“Misalnya lembaga penyalur BBM satu harga dibangun di Sorong, Papua Barat. Oke di Sorong, satu harga. Tapi ketika dibawa ke daerah-daerah pelosok di Papua lainnya oleh pengecer dan dijual ke masyarakat, apakah tetap satu harga ? siapa yang bisa ngontrol ?. Harganya bisa meningkat,” ujar dia.

Jadi, kata Gus, kebijakan BBM satu harga tersebut baru terjadi di tingkat penyalur. Pasalnya, di tingkat pengecer, terutama di berbagai daerah di luar kota besar, harga BBM tetap meningkat jauh dibanding harga yang ditetapkan.

“Kalau satu harga di tingkat penyalur itu sudah terjadi sejak lama,” ujar dia.
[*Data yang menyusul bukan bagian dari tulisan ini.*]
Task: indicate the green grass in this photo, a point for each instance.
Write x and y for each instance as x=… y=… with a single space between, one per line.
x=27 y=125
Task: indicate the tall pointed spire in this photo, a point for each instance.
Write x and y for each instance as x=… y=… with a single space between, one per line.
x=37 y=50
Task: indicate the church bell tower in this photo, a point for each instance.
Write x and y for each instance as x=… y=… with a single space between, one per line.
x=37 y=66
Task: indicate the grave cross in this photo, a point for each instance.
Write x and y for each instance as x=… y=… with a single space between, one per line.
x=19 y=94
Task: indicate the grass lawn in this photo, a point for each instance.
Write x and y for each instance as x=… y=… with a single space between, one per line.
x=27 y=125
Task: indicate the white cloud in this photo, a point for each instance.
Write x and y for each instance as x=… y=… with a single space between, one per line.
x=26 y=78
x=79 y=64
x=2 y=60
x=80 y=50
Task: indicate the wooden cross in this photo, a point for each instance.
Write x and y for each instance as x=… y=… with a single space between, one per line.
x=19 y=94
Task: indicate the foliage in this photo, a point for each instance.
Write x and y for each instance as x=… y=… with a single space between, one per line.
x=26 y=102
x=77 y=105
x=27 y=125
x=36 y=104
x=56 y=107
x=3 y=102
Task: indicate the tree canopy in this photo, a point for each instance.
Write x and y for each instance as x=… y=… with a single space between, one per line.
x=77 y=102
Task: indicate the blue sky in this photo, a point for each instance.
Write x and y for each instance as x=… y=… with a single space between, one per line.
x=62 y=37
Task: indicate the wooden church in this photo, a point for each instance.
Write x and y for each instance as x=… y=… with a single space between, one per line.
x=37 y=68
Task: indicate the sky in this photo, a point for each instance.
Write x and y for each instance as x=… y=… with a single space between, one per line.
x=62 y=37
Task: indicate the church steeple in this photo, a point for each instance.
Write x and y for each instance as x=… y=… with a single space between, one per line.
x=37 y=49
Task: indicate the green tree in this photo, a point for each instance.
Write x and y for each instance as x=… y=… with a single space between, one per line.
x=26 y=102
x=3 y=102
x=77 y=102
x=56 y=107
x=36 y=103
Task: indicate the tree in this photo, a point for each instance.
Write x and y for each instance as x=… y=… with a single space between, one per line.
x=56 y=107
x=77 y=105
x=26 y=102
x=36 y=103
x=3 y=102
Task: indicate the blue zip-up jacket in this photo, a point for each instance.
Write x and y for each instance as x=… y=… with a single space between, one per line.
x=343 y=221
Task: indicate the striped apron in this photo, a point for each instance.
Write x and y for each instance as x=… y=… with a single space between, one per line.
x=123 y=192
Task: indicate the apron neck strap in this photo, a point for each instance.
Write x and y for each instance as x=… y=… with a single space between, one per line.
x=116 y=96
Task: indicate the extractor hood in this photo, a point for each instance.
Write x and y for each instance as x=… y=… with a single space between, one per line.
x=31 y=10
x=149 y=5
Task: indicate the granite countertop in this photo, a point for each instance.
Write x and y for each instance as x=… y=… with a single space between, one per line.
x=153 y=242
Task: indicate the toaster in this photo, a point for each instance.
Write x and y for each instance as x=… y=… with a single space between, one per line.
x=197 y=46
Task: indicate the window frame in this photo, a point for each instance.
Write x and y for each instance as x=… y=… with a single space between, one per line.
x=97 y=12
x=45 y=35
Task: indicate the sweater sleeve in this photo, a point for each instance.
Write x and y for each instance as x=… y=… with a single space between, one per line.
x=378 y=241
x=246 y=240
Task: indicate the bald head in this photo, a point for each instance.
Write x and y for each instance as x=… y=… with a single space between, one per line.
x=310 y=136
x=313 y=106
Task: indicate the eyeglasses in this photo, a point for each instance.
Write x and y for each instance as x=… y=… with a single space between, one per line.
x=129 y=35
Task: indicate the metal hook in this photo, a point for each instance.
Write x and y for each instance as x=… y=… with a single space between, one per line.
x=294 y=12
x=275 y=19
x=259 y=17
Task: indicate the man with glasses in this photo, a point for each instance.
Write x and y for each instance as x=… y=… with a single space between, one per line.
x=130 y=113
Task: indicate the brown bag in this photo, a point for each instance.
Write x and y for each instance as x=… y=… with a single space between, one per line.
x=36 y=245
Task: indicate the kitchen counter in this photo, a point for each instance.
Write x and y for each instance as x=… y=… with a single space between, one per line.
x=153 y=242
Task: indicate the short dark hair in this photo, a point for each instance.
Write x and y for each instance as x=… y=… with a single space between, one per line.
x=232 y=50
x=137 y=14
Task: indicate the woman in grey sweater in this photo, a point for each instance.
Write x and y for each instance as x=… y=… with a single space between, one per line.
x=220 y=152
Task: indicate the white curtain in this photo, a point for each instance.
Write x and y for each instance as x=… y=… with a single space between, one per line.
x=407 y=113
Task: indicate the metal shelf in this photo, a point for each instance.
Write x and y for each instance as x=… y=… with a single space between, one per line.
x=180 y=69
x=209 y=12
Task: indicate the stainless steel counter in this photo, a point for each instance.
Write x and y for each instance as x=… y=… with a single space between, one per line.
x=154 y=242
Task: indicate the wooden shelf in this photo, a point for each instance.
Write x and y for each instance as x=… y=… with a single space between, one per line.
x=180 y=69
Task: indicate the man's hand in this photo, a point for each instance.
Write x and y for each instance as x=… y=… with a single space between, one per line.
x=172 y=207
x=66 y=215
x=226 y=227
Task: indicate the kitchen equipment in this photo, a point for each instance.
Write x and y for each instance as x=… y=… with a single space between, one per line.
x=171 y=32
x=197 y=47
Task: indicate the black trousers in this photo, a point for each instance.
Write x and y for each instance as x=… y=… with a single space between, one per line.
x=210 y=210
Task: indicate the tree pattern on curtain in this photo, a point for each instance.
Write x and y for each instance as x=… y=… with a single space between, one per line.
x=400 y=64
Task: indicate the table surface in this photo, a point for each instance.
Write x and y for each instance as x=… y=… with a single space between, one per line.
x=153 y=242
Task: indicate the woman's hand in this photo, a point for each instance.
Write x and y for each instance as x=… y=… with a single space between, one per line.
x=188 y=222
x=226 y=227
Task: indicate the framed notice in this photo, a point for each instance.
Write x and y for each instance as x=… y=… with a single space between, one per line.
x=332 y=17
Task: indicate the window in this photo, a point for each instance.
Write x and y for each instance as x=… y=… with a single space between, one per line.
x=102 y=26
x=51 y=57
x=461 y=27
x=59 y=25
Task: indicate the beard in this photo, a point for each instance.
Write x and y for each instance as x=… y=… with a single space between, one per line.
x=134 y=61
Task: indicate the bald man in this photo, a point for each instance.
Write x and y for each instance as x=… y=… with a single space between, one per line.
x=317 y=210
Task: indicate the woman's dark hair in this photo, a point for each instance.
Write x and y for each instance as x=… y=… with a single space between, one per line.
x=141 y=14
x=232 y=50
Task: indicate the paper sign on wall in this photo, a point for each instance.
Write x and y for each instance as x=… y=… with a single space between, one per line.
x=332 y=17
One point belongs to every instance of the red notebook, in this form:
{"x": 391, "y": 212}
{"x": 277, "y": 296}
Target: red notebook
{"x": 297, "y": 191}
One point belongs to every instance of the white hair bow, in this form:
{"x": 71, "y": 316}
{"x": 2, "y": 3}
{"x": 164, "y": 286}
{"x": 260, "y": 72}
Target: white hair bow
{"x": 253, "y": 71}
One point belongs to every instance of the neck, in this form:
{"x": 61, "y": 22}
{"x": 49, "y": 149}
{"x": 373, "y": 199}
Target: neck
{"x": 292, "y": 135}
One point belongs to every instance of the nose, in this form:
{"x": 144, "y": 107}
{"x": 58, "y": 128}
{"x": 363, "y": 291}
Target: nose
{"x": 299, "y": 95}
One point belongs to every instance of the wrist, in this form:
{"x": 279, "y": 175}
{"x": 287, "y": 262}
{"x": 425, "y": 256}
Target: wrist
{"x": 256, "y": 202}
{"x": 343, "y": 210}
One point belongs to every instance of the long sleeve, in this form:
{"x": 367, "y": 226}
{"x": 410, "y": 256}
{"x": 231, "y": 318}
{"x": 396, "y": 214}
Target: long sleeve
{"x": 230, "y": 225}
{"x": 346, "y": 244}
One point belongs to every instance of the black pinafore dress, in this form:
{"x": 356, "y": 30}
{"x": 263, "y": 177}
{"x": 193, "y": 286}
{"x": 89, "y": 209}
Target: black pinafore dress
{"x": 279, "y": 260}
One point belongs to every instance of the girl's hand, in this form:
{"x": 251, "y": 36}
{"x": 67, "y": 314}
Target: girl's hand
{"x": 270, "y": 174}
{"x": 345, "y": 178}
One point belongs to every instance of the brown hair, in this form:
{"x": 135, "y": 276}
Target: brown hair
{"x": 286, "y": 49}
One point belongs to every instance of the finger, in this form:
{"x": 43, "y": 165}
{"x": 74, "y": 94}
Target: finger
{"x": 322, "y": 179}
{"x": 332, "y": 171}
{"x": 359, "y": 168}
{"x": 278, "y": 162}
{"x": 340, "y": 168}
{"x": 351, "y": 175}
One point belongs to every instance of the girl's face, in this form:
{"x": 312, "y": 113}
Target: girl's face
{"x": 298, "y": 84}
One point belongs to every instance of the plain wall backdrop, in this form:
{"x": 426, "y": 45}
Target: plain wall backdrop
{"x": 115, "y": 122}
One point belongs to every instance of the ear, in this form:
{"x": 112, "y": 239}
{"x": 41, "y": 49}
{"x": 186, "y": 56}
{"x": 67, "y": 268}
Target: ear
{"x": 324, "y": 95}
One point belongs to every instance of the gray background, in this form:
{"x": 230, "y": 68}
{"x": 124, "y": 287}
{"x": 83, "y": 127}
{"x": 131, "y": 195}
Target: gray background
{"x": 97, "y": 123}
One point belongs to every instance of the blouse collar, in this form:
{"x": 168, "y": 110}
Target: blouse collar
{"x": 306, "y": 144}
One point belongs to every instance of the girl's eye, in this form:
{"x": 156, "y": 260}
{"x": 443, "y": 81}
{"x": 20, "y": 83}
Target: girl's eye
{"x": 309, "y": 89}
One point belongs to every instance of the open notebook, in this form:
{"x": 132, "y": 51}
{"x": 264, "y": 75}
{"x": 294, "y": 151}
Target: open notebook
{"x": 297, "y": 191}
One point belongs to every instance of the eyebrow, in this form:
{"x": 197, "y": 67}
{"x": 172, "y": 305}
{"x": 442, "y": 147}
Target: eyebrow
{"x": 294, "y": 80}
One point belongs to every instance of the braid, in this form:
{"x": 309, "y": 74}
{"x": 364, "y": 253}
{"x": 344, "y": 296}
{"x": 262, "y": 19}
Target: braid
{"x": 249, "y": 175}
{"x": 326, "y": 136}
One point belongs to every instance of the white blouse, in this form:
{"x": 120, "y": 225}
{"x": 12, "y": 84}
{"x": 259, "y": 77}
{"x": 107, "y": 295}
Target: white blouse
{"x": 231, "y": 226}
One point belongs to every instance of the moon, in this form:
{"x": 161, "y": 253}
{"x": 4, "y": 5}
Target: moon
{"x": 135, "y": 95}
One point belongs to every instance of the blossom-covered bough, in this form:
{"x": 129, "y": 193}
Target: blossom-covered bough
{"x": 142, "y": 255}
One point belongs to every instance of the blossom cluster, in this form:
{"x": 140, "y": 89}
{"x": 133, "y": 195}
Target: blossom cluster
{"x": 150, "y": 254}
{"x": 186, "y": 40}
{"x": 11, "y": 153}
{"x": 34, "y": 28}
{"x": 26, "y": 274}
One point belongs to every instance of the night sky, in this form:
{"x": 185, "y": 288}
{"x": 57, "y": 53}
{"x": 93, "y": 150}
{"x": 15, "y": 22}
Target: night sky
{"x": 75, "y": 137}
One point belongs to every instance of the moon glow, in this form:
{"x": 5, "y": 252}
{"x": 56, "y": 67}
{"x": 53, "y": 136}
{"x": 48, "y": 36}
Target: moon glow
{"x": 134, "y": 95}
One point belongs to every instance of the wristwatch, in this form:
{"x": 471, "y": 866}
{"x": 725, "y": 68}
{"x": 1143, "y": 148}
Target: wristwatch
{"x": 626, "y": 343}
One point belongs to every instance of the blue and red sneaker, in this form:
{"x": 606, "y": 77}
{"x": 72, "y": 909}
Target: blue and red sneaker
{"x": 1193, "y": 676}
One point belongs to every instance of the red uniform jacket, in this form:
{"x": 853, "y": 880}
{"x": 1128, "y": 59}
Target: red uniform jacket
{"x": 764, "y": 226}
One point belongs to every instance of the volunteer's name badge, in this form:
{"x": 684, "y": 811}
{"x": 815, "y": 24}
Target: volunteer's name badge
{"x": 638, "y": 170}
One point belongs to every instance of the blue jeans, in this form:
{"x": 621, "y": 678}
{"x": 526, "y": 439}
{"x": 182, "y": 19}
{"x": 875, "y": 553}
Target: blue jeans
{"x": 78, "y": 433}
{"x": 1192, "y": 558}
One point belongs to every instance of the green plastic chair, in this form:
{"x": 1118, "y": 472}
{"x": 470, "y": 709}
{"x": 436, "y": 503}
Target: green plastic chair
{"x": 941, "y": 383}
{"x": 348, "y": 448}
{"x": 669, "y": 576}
Gus kemudian mencontohkan di daerah pemilihannya, yakni Labuhanbatu Selatan, Pinang, Sumatera Utara, yang notabenenya masih daerah perkotaan, harga BBM di tingkat pengecer jauh dari harga di tingkat penyalur yakni mencapai Rp10-11 ribu untuk premium per liternya. Sedangkan di tingkat penyalur harga premium per liternya di kisaran Rp6.000.

“Itu saya temui saat saya reses. Di daerah Labuhanbatu Selatan di dapil saya, di tingkat pengecer Rp10-11 ribu premium, padahal itu di daerah kota,” ujar Politisi dari Partai Gerindra itu.